Quali prospettive ti immagini per questo studio? A lungo termine, questo approccio terapeutico, basato su musclin, potrebbe essere esteso anche ad altri tipi di cancro caratterizzati da cachessia, migliorando la qualità di vita e la sopravvivenza dei pazienti oncologici.

Non sei mai stato all’estero, perché?

Non ci sono mai stato, perché sono sempre stato molto legato alla famiglia, e ho idea da tempo di costruirmi una famiglia qui in Italia. Oggi penso che forse sarei dovuto andare durante il dottorato, quindi, prima dei 30 anni. Dopo diventa un po’più difficile perché non si vuole abbandonare gli affetti. Quello che consiglio ai giovani è di andarci subito dopo la laurea, quando si è più spensierati.

A livello personale: come hai capito che la tua strada era la ricerca?

Ho scelto di fare ricerca perché mi ha sempre affascinato il mondo della medicina, mi hanno sempre affascinato le sfide e le cose difficili. Inizialmente volevo fare medicina e ho fatto il test però non l’ho passato per mezzo punto. Quindi, mi sono iscritto a Biologia e mi è piaciuta talmente tanto che ci sono rimasto e ancora oggi continuo a fare ricerca! Se mi immagino tra 10 anni mi vedo sempre nel mondo della ricerca, perché la cosa importante è poter dare il mio contributo alla scienza.

Che senso ha fare scienza per te?

Il senso profondo, seppur scontato, è quello di dare speranza e cura a tante malattie che oggi sono senza.

Se dico “ricerca in Italia”, tu cosa rispondi?
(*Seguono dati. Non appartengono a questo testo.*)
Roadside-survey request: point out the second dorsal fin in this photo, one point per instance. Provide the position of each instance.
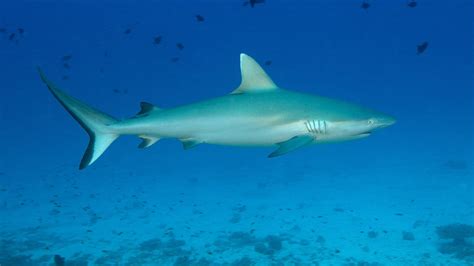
(254, 78)
(146, 108)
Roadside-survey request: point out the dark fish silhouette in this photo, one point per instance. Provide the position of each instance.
(199, 18)
(421, 48)
(365, 5)
(157, 40)
(412, 3)
(253, 2)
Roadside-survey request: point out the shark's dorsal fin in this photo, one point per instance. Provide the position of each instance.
(254, 78)
(146, 108)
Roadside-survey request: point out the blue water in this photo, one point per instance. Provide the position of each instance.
(382, 200)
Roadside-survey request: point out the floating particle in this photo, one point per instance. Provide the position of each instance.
(157, 40)
(253, 2)
(199, 18)
(412, 4)
(365, 5)
(421, 48)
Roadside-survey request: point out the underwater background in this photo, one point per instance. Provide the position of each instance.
(403, 196)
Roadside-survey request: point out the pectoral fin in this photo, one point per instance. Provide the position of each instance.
(190, 143)
(291, 145)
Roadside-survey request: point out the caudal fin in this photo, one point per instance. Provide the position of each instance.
(93, 121)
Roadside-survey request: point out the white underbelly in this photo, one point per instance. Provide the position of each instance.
(252, 136)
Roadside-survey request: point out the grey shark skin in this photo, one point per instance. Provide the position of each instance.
(257, 113)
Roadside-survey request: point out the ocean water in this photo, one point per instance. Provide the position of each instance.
(403, 196)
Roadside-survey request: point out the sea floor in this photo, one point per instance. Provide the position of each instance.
(281, 215)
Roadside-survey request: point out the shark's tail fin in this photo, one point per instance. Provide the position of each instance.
(93, 121)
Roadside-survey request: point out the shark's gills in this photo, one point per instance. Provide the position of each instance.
(93, 121)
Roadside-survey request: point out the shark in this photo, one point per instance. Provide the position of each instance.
(256, 113)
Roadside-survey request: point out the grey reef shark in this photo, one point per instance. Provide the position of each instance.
(257, 113)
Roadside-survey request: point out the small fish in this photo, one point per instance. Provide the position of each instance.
(157, 40)
(412, 3)
(199, 18)
(365, 5)
(421, 48)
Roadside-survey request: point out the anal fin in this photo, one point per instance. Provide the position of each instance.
(291, 145)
Rispondo che è una sfida quotidiana. Bellissima, ma durissima. A volte più contro il sistema che contro i problemi scientifici. La comunità scientifica andrebbe aiutata con più fondi, a volte si perde tanto tempo a scrivere progetti e a chiedere fondi e questi a volte non arrivano. Se ci fosse per tutti una base di finanziamenti, credo che si avrebbero più risultati perché si dedicherebbe più tempo al lavoro in laboratorio, dove vengono le idee migliori. Per questo motivo, mi piacerebbe incontrare il presidente del Consiglio e raccontarle veramente cosa vuol dire lavorare nella ricerca e quali sono gli impedimenti.
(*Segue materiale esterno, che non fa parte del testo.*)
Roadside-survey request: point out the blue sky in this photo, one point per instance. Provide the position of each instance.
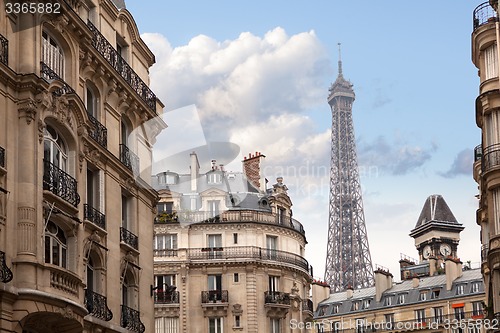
(257, 73)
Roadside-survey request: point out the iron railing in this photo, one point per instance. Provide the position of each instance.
(97, 305)
(4, 50)
(478, 153)
(101, 44)
(491, 157)
(214, 296)
(483, 14)
(276, 297)
(99, 132)
(247, 252)
(130, 319)
(165, 297)
(230, 216)
(93, 215)
(129, 159)
(60, 183)
(129, 238)
(5, 273)
(49, 75)
(2, 157)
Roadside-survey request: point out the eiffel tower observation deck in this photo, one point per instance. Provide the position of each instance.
(348, 260)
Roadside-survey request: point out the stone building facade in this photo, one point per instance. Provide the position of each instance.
(228, 255)
(75, 209)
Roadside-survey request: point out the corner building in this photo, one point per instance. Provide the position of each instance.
(228, 256)
(75, 210)
(485, 55)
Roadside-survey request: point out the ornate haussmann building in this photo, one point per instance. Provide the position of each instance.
(437, 293)
(228, 256)
(485, 55)
(75, 211)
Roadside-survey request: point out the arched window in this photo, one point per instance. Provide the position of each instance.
(52, 54)
(54, 148)
(56, 246)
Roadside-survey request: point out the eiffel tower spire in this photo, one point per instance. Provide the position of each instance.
(348, 260)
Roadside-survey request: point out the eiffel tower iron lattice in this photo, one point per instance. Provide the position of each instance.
(348, 260)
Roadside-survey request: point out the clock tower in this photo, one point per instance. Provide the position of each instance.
(437, 231)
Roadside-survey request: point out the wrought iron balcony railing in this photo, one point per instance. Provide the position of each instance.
(129, 159)
(491, 157)
(478, 153)
(483, 14)
(131, 320)
(5, 272)
(99, 133)
(230, 216)
(214, 296)
(129, 238)
(101, 44)
(4, 50)
(165, 297)
(276, 297)
(60, 183)
(97, 305)
(93, 215)
(238, 253)
(2, 157)
(49, 75)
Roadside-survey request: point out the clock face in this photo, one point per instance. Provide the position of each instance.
(426, 252)
(445, 249)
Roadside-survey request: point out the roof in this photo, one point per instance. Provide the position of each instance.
(468, 278)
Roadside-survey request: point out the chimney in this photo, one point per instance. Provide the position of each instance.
(195, 172)
(383, 282)
(253, 171)
(453, 269)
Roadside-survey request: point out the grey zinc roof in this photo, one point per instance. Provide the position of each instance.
(431, 282)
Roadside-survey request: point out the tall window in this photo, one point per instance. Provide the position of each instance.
(56, 245)
(215, 325)
(490, 62)
(54, 148)
(52, 54)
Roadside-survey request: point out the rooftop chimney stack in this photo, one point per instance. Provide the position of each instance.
(253, 171)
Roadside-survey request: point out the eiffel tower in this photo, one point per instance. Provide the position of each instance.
(348, 260)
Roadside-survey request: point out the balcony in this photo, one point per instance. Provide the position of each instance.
(131, 320)
(5, 273)
(276, 303)
(491, 157)
(483, 14)
(4, 50)
(241, 253)
(93, 215)
(49, 75)
(60, 183)
(129, 238)
(101, 44)
(99, 133)
(2, 157)
(129, 159)
(97, 305)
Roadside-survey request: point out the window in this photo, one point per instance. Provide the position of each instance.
(54, 148)
(275, 325)
(476, 286)
(490, 62)
(438, 314)
(420, 315)
(52, 54)
(56, 245)
(213, 207)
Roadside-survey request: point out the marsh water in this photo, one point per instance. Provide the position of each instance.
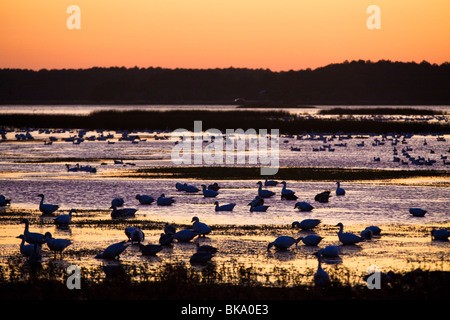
(30, 167)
Cosa fai nel tempo libero?

Amo cucinare e anche se arrivo a casa alle 8 di sera dopo il lavoro mi metto ai fornelli. Un’altra mia passione è viaggiare e vorrei fare un viaggio in Lapponia d’inverno e uno al caldo in Polinesia Francese.
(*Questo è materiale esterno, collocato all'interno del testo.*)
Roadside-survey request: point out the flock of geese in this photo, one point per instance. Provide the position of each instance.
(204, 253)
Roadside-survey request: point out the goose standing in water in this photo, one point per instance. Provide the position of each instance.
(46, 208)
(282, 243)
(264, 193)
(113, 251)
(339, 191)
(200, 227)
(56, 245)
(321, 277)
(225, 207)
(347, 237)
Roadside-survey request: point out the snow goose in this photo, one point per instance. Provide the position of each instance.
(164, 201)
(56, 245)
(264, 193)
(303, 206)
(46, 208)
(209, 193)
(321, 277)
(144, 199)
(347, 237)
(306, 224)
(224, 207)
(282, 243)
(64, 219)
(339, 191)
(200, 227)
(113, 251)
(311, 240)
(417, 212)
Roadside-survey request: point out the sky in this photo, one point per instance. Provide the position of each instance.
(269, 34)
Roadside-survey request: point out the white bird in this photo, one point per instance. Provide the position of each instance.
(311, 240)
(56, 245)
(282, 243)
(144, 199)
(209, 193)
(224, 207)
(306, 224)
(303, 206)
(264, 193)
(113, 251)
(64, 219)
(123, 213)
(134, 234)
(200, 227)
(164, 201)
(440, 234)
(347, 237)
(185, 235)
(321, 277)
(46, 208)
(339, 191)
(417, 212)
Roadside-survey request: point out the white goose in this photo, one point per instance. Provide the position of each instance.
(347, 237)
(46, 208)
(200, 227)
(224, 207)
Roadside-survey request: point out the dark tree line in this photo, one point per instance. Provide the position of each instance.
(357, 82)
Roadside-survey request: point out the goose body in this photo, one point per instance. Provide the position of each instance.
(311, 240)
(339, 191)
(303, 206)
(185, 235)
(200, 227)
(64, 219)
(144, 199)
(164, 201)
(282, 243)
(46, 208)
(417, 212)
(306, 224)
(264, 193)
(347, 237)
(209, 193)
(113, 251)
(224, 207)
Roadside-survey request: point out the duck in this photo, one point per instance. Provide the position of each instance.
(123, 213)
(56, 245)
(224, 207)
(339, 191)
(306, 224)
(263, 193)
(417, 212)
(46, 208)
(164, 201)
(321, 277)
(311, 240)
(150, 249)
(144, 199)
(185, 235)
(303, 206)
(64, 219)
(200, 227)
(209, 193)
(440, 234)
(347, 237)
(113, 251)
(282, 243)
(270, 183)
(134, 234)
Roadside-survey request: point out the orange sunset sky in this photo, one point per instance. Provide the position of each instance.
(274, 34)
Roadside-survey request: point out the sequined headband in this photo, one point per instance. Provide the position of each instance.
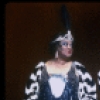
(67, 36)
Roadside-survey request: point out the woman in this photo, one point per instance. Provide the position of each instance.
(60, 78)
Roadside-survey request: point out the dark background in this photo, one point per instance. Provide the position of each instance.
(30, 26)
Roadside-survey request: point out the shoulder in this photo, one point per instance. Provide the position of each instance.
(78, 64)
(80, 67)
(40, 64)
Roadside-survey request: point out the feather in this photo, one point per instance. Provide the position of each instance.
(65, 17)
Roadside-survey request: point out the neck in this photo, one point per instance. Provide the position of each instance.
(62, 61)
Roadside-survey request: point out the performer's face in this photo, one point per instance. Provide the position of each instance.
(65, 49)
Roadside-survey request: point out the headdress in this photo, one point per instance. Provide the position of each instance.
(66, 22)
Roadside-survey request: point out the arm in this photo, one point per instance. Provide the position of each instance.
(87, 86)
(32, 85)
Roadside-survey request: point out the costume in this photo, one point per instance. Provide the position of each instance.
(39, 79)
(76, 85)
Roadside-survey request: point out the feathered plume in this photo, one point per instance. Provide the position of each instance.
(65, 17)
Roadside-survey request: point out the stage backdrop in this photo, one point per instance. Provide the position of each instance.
(30, 26)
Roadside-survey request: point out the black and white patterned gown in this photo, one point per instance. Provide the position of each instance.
(38, 86)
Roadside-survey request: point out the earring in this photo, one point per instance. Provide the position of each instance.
(56, 54)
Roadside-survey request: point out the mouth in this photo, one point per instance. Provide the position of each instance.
(70, 51)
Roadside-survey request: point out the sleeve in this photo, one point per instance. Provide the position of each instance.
(32, 86)
(87, 85)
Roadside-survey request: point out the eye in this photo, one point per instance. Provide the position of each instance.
(64, 44)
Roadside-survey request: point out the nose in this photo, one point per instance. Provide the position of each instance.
(69, 46)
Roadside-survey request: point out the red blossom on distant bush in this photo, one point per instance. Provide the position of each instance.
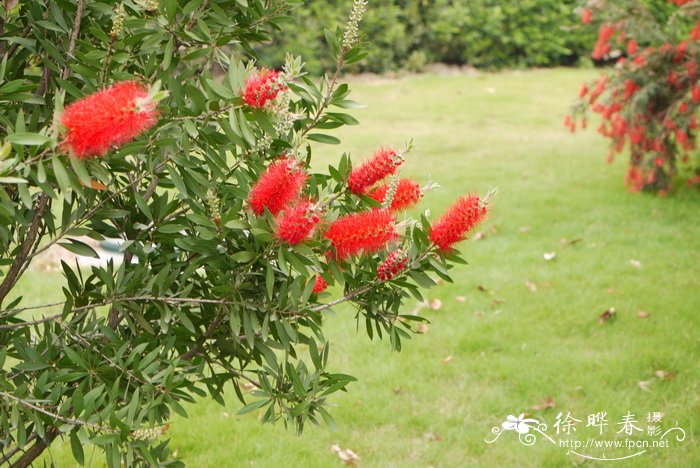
(278, 186)
(297, 222)
(364, 232)
(407, 194)
(382, 164)
(261, 88)
(395, 263)
(320, 284)
(457, 221)
(107, 118)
Hai una compagna, una vita piena. Se un giorno vostro figlio ti dicesse “papà voglio fare il ricercatore”, cosa gli diresti?

Gli direi che è una strada dura, ma se è quella giusta, vale la pena percorrerla. Lo appoggerei senza esitazione.

Cosa ti fa arrabbiare di più e cosa ti commuove?

Le guerre. La povertà. E, a livello personale, la precarietà nella mia professione. L’ultima volta che mi sono commosso è stato per la morte di una persona cara.

Un ricordo a te caro di quando eri bambino?

L’estate al mare con i nonni.

Perché è importante donare a sostegno della ricerca scientifica?

È importante donare perché ne abbiamo bisogno, perché la ricerca è l’unica speranza per curare malattie ad oggi incurabili.

Cosa vorresti dire alle persone che scelgono di donare a sostegno della ricerca scientifica?

Semplicemente grazie, perché grazie al loro sostegno noi possiamo andare avanti a fare il nostro lavoro.